Comments (4)
Hi @Beliefuture !
Thanks for your interest in Grammarinator!
Empty output are generated by HTMLGenerator if all the quantified components of the starting htmlDocument rule decides to stop generation at the first iteration. Since there is 0.5 chance for stopping and continuing the loop at every iteration and since there is 6 quantified components in htmlDocument
, empty output happen with 0.5^6 chance.
As per the invalid output... these output might look as invalid HTMLs (and some of them are indeed), however they fulfill all the requirements defined by the grammar. The grammar doesn't have any information about tag or attribute names or attribute values. It doesn't know anything about spaces between the tokens. It doesn't know the semantics of style, script or xml tags. Etc. This is simply because these grammars are parser grammars. They are responsible to check only the syntax of an input and all the further checks are usually implemented manually. Similarly, if these grammars are used to generate output, then the additional information needed to be defined manually. Either by editing the grammar itself with rule rewrites, custom predicates or actions (probably with loosing the possibility of using the grammar for parsing) or by implementing custom generator subclasses and/or models/listeners/serializers etc. HTMLCustomGenerator is a basic example for such a custom generator.

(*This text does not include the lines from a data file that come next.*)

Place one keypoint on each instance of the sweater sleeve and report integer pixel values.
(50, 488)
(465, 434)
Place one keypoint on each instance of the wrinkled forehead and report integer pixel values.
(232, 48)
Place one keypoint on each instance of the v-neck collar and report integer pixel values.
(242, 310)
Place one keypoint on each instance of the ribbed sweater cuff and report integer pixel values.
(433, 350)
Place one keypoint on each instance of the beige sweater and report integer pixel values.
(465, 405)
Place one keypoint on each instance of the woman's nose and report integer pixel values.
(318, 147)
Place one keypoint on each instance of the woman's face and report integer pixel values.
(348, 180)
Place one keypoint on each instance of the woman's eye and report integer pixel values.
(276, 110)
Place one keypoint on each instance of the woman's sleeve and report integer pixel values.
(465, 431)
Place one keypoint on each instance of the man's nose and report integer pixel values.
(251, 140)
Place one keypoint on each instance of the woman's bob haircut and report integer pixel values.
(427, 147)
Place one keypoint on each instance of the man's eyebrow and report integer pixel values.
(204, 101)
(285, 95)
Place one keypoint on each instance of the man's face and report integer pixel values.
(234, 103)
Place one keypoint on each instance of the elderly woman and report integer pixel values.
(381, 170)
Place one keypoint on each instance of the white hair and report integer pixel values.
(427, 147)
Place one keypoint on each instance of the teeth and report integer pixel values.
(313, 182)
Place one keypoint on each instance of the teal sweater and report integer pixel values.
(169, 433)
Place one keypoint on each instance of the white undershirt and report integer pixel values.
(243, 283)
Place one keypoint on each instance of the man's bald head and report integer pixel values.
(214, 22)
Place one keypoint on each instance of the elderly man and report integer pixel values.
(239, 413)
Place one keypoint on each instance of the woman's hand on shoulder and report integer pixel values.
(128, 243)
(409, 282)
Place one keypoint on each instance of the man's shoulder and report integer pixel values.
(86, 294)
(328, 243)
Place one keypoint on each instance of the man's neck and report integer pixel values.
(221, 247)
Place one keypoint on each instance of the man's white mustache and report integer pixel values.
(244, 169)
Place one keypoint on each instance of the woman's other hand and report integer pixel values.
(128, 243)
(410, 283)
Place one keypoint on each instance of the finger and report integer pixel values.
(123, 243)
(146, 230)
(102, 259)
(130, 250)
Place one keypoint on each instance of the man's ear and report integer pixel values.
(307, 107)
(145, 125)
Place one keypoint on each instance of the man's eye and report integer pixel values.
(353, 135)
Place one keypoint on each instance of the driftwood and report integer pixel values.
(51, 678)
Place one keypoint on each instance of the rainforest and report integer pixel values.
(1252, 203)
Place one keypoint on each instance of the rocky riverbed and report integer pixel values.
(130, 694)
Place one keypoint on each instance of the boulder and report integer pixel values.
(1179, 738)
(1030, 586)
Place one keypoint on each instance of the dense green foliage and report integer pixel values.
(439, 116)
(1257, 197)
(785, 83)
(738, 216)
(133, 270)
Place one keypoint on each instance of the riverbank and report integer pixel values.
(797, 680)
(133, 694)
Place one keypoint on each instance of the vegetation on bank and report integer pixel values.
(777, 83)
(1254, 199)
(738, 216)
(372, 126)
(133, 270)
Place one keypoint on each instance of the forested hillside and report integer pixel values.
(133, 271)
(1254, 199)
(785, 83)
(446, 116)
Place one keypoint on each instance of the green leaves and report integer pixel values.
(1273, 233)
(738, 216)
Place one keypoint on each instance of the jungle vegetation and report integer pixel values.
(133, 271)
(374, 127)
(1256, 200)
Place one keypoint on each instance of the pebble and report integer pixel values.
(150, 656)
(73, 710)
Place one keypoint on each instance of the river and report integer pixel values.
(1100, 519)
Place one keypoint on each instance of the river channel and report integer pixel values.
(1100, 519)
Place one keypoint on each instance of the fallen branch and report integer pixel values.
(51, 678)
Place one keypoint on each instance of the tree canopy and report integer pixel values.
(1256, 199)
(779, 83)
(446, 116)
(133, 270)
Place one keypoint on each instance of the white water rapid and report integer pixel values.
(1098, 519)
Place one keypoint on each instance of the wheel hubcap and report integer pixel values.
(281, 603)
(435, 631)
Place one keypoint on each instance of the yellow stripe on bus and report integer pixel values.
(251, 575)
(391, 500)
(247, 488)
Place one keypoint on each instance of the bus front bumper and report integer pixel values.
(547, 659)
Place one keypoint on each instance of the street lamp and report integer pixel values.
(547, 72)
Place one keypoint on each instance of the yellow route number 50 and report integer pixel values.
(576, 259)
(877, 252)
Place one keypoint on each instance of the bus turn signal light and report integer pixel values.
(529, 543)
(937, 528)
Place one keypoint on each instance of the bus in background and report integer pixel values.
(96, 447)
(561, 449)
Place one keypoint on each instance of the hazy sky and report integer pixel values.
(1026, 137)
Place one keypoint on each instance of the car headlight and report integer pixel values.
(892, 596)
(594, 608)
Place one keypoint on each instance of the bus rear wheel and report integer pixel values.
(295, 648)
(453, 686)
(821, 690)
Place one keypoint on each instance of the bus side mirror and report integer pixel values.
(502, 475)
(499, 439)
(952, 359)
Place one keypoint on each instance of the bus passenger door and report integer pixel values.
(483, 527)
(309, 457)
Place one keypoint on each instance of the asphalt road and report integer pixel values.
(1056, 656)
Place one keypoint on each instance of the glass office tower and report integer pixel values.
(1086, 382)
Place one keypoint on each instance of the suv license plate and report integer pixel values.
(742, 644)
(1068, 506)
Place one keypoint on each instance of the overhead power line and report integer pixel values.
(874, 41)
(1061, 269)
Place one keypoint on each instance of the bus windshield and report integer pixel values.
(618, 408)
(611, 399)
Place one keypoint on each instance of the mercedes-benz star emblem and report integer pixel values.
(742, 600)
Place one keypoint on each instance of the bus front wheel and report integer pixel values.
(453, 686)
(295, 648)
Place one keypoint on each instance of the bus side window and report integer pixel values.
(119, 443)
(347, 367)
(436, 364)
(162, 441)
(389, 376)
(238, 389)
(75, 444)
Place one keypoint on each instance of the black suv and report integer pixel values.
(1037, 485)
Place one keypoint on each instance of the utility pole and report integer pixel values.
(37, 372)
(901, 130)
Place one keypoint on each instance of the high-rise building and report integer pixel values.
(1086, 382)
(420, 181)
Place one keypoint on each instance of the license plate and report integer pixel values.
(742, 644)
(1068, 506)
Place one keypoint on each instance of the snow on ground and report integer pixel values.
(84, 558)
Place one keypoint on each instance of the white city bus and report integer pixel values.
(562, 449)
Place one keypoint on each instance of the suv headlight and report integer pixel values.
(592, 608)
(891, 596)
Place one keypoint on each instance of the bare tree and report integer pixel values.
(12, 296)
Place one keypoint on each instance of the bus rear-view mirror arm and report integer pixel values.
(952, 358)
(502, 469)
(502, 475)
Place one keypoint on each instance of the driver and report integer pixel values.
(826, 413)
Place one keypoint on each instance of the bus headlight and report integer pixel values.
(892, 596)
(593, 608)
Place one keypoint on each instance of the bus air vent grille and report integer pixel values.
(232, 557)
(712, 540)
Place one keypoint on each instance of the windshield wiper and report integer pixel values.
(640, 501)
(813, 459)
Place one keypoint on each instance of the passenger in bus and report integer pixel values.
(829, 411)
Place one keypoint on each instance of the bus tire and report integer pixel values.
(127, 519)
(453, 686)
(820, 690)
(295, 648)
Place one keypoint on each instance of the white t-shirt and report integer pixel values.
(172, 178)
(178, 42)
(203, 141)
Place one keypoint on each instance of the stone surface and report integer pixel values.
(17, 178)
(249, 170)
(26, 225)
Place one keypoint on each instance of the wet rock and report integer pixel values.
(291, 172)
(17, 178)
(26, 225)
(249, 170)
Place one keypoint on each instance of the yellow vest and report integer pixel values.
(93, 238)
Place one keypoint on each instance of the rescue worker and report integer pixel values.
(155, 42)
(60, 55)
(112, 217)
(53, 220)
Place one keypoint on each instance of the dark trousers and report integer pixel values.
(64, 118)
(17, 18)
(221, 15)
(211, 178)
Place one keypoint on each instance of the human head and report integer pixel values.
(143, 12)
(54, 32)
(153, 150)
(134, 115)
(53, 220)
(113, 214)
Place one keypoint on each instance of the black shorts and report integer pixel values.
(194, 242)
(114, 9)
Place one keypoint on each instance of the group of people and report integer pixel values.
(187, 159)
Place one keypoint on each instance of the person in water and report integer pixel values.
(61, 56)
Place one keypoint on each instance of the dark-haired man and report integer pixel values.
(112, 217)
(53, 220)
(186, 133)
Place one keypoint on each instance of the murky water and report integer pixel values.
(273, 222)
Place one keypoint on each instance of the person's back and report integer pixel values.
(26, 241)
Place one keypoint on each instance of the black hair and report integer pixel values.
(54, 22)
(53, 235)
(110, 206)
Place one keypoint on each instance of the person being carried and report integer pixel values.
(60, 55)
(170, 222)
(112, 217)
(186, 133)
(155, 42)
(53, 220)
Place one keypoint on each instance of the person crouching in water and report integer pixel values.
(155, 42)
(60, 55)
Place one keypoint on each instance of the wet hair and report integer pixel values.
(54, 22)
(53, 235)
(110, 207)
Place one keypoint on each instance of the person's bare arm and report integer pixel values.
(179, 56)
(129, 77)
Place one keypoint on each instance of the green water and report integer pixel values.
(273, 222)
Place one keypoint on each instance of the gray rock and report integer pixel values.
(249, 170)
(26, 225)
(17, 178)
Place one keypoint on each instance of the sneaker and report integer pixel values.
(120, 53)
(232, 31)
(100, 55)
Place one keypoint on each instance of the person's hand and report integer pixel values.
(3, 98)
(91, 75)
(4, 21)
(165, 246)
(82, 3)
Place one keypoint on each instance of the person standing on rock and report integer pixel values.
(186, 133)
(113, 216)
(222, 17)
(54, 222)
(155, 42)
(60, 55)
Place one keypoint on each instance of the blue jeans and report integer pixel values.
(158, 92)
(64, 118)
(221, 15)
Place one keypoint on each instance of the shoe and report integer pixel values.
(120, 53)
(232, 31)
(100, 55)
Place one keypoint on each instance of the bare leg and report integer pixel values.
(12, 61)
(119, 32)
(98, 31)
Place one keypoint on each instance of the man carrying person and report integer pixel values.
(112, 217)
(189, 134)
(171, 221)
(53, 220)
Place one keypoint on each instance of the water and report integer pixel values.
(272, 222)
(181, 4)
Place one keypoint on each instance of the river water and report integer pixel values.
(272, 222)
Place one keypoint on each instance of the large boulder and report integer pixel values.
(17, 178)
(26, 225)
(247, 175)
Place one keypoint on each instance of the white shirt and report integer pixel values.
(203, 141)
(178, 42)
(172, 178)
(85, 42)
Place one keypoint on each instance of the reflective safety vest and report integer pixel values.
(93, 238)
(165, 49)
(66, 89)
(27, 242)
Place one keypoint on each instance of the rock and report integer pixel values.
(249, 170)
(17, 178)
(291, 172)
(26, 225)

Regarding the PostgreSQL issue, are you sure you commented out the superClass options both in the lexer and parser grammars and regenerated the generator? Another option to control the superclass of the produced generator is rewriting the superClass option from CLI like this:
grammarinator-process -DsuperClass=Generator ...
Getting only empty output from PostgreSQL is weird. Although stmtmulti is completely quantified, it should only result at most 50% empty result. Could you paste the command you used resulting in only empty output?
from grammarinator.
Hi @renatahodovan !
Thanks for your detailed explanation and sorry for the late response.
-
For the empty output by the
HTMLGenerator
, could I ask whether there exist some ways to customize the rules to enforce the quantified components not to decide to stop generation at the first or later iteration?In the meanwhile, how to control the complexity (i.e., the number of tokens) of the generated files (specify the value of the
-d
parameter?) since I have found the generated files are almost short with few tokens. -
Since there exist messy characters in the generated files (e.g.,
𧞢䯸
,왘𥍾𤏖
,𗉊𬱦
......) in the demonstrated cases above, I wonder how this tool populates these values and how to specify the set of the values to make the generated file more reasonable? -
For the class issue of PostgreSQL, I have checked the files, and I am sorry that I forget to comment the class in the
PostgreSQLLexer.g4
file.For the empty issue of PostgreSQL, I have tried to generate ten cases again for testing and only three of them are not empty (≈0.3). Based on your illustration that the default probability of the empty output is 0.5, I think it doesn't raise an issue. Does this tool adopt random strategy to generate testing cases now? Could I set my preference to make it generate specific clauses or expressions I want?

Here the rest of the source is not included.